Thursday, February 2nd, 2006

I have a few things to say today:

I finally got my Brass Rat (the MIT class ring) yesterday:

I’ve been waiting for it for weeks!

I had participated in an MIT ringtone competition, and I was selected as one of the finalists! Go here to see the results. You can listen to mine if you scroll down (my username is melike). I did the Engineers Drinking Song, which is an MIT song that’s been around for quite a while. The Chorallaries sing it.
Since I was a finalist, I was invited to be a judge for the next competition, and I’m thinking of accepting it. It would be fun.

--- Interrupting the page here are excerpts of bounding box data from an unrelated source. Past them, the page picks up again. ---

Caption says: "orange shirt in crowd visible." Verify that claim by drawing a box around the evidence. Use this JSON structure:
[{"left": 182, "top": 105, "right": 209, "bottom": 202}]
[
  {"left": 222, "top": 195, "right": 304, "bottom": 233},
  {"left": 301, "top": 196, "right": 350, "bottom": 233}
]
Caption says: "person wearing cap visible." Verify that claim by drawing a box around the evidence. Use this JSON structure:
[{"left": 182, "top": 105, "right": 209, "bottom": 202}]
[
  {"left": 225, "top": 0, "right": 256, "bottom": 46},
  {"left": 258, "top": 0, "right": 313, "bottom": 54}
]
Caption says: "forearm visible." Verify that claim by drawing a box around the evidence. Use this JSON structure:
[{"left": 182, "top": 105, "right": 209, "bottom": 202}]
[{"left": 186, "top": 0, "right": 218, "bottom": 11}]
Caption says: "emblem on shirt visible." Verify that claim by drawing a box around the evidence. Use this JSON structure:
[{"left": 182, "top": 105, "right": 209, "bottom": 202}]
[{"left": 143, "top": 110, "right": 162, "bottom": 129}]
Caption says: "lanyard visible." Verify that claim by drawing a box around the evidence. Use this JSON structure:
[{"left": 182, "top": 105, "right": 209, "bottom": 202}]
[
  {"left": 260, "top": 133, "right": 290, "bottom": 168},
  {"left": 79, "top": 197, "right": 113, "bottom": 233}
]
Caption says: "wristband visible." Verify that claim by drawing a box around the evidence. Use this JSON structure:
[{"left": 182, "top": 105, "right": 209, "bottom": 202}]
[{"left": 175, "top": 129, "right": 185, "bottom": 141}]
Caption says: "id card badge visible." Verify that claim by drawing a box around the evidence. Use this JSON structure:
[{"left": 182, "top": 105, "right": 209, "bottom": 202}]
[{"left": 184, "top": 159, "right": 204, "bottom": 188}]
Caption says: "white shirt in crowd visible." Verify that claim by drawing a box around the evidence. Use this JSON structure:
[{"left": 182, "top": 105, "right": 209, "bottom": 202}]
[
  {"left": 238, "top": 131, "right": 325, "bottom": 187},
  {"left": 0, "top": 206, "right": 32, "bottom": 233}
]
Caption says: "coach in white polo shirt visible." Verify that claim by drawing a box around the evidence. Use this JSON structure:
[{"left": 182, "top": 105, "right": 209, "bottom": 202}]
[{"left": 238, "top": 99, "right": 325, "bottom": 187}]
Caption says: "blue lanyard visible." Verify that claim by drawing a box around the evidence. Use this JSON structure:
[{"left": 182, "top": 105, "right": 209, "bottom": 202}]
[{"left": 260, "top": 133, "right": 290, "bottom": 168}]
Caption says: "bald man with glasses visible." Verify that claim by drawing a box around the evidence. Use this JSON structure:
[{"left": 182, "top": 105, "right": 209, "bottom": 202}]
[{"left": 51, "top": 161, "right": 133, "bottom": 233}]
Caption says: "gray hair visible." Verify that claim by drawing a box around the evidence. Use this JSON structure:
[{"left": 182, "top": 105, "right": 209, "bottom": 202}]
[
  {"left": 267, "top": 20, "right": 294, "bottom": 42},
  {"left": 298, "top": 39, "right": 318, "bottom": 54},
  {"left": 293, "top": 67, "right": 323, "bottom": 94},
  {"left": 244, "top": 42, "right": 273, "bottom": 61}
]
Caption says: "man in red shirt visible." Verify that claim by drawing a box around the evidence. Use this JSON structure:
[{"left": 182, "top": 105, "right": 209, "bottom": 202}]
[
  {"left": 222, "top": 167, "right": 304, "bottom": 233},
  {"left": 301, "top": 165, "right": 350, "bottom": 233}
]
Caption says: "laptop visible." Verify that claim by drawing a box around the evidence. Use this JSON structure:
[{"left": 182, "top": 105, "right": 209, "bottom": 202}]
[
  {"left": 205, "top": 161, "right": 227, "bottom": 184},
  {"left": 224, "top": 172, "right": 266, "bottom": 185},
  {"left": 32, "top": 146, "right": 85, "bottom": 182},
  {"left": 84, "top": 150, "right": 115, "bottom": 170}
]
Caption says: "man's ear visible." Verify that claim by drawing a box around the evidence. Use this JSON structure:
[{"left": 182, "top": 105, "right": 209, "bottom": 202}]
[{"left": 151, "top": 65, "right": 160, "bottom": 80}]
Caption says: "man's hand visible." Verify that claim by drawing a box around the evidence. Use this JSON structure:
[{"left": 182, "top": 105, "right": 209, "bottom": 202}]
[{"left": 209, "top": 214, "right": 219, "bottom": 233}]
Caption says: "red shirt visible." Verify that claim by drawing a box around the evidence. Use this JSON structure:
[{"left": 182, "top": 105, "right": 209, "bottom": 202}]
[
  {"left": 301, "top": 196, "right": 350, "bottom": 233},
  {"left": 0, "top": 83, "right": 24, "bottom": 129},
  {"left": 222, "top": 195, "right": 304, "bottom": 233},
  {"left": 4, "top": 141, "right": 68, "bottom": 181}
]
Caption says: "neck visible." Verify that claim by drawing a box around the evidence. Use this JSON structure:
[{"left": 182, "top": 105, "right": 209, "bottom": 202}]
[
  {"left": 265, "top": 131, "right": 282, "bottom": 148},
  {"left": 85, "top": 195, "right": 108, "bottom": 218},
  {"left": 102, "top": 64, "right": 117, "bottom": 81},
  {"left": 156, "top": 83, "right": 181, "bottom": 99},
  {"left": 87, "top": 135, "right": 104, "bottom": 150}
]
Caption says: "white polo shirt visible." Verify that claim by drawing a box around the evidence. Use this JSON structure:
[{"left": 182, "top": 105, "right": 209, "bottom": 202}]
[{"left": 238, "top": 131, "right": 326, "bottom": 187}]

I also put up a new composition; it was a final project for theory class last semester. I actually have two more recordings to put up from last year; I’m waiting for my teacher to send me the mp3s.

Saturday, January 14th, 2006

I was reading through all my quotes, and realized that I’m not doing all that badly at MIT. My grades are decent, and my quotes page contains a bunch of nerdy quotes. There are categories called biology, chemistry, math, and engineering. So I suppose that I enjoy that kinda stuff. haha. I really need to rest my eyes now, so goodbye.

Tuesday, December 13th, 2005

My art song was due this afternoon for my music class, and I had originally planned on finishing it up over the weekend, but it took me much longer than expected. So, I wrote music last night from midnight until 9am, and then it was time for me to shower and show my work to my professor so I could make minor changes before the 5pm due date. Our songs are going to be performed and recorded tomorrow, so I’m excited. Anyway, the professor liked my piece, and didn’t even suggest any changes. It’s so funny; I wrote the entire third of the song from 5am to 9am, and I seriously didn’t recognize it when he played it. I don’t remember what I did there; all I remember was that it took me two hours to find a good melody, and then I skipped from spot to spot because I kept getting stuck harmonizing.. which leaves me with no memory of what it was that I actually wrote.

I also ordered my Brass Rat (MIT’s class ring) today. I hadn’t gotten around to it last year. It should be here in a few weeks. I’m excited. I ordered the white gold version.

Thursday, September 1st, 2005

I gave Jeff (from high school) a tour of MIT today. I showed him Noam Chomsky’s office and he was happy about that.